Narrative Development: Part 2: A Pattern Language – Christopher Alexander

A Pattern Language book written by various Graphics Designers such as Christopher Alexander, Sara Ishikawa, Murray Silverstein, Max Jacobson, Ingrid Fiksdahl-King and Shlomo Angel, the book is based on Architecture by creating a new language that is called a Pattern Language by the Authors mainly Alexander, Ishikawa and Silverstein. The Pattern Language is based on various forms of Patterns that the Authors classify as timeless, They also state that all 253 patterns in the book put together form a language, as well as stating that the patterns can be used to describe a problem as well as the solution. The book was written in 1977 by the authors who were the staff of the University of California, Berkeley and the Center for Environmental Structure and was influence by the emerging use of the programmable languages used from Programming and Design. A Pattern Language is successor of several other books written by the same authors for example, The Timeless Way of Building and The Oregon Experiment which isn’t a predecessor but a successor of A Pattern Language to explain various ways of Architecture. Alexander states that “It is shown there, that towns and buildings will not be able to become alive, unless they are made by all the people in society, and unless these people share a common pattern language, within which to make these buildings and unless this common pattern language is alive itself”. What this means is that one cannot build a building or a town if the people you are working with have different tastes due to them been from a different social group and this in course creates their own pattern language making it harder to build. The rest of the quote means that In order to cooperate effectively the people from all the different social groups will have put aside their differences in order to successfully come up with their own effect way of pattern language and therefore their own building or town with this.

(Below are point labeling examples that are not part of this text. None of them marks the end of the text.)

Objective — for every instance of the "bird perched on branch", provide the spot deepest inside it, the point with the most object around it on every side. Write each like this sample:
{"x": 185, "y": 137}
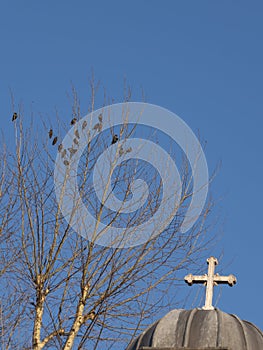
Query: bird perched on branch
{"x": 100, "y": 118}
{"x": 14, "y": 117}
{"x": 114, "y": 139}
{"x": 73, "y": 121}
{"x": 54, "y": 141}
{"x": 84, "y": 124}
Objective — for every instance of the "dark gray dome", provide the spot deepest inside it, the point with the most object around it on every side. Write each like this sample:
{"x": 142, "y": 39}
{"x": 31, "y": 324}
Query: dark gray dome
{"x": 199, "y": 328}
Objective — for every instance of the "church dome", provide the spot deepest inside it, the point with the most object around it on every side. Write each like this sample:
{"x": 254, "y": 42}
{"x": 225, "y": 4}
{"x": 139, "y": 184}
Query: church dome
{"x": 200, "y": 329}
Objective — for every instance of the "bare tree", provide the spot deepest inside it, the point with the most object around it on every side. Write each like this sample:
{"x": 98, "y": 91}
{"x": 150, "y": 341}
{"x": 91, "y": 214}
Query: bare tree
{"x": 61, "y": 290}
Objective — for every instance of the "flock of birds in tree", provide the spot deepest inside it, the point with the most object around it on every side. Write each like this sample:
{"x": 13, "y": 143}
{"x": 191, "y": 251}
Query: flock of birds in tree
{"x": 72, "y": 150}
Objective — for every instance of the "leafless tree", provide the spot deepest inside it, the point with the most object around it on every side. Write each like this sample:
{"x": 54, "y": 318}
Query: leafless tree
{"x": 62, "y": 291}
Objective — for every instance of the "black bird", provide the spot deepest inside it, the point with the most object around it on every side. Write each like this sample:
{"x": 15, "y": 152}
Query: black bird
{"x": 100, "y": 118}
{"x": 63, "y": 153}
{"x": 72, "y": 151}
{"x": 97, "y": 126}
{"x": 76, "y": 132}
{"x": 15, "y": 116}
{"x": 54, "y": 141}
{"x": 73, "y": 121}
{"x": 84, "y": 124}
{"x": 114, "y": 139}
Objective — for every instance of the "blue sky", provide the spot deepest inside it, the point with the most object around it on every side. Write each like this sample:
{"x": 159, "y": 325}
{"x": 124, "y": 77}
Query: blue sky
{"x": 203, "y": 60}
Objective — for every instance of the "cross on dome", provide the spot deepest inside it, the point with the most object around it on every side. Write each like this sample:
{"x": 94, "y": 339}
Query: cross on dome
{"x": 210, "y": 280}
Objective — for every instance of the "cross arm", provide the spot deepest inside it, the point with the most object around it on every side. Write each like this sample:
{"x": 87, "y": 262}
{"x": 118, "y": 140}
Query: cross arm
{"x": 231, "y": 279}
{"x": 190, "y": 279}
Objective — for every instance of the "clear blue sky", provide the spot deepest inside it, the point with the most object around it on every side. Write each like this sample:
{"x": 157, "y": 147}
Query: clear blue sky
{"x": 202, "y": 60}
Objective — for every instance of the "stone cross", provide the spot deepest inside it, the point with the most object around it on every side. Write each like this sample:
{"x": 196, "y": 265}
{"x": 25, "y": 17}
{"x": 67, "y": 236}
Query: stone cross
{"x": 210, "y": 280}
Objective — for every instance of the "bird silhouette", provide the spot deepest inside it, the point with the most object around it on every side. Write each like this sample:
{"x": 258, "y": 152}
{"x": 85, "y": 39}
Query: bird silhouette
{"x": 72, "y": 151}
{"x": 76, "y": 132}
{"x": 73, "y": 121}
{"x": 84, "y": 124}
{"x": 63, "y": 153}
{"x": 54, "y": 141}
{"x": 114, "y": 139}
{"x": 100, "y": 118}
{"x": 97, "y": 126}
{"x": 14, "y": 117}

Christopher Alexander stated in A Pattern Language that Bus Stops are ” Bus Stops must be easy to recognize, and pleasant, with enough activity around them to make people comfortable and safe.” This means that in order for a bus stop to be a successful means of  meeting point for a bus and other transport it must have a welcoming and open atmosphere that makes the Customers feel safe. Alexander also stated that the secret to Bus Stops was the “The Secret lies in the web of relationships that are present in the tiny system around the bus stop. If they knit together, and reinforce each other, adding choices and shape to the experience, the system is a good one: but the relationships that make up such a system are extremely subtle”. This means that the bus stop will always be effective if the people and the environment interact with each other effectively but you wouldn’t notice how they first interfaced unless you knew what you were looking for.

Another effective chapter to look at to help with designing Bus Stop locations is Chapter 150: A Place to Wait because Alexander states that “In any office, or workshop, or station, or clinic, where people have to wait, it is essential to provide a special place for waiting, and doubly essential that this place not have the sordid, enclosed, time lowed character of ordinary waiting rooms”. What Alexander meant is that the purpose of the waiting rooms isn’t to be bored and anxious but to keep the people waiting entertained or distracted as long as it is close by to where they are waiting to help them relax until the time where their waits is over. Alexander states that later on in his book that a good waiting room would be in ear sot of various location so that the people waiting no when it’s their turn but would have various means of entertainment or distraction for them other than a magazine such as a pool table, TV, A bookshelf and a coffee Shop.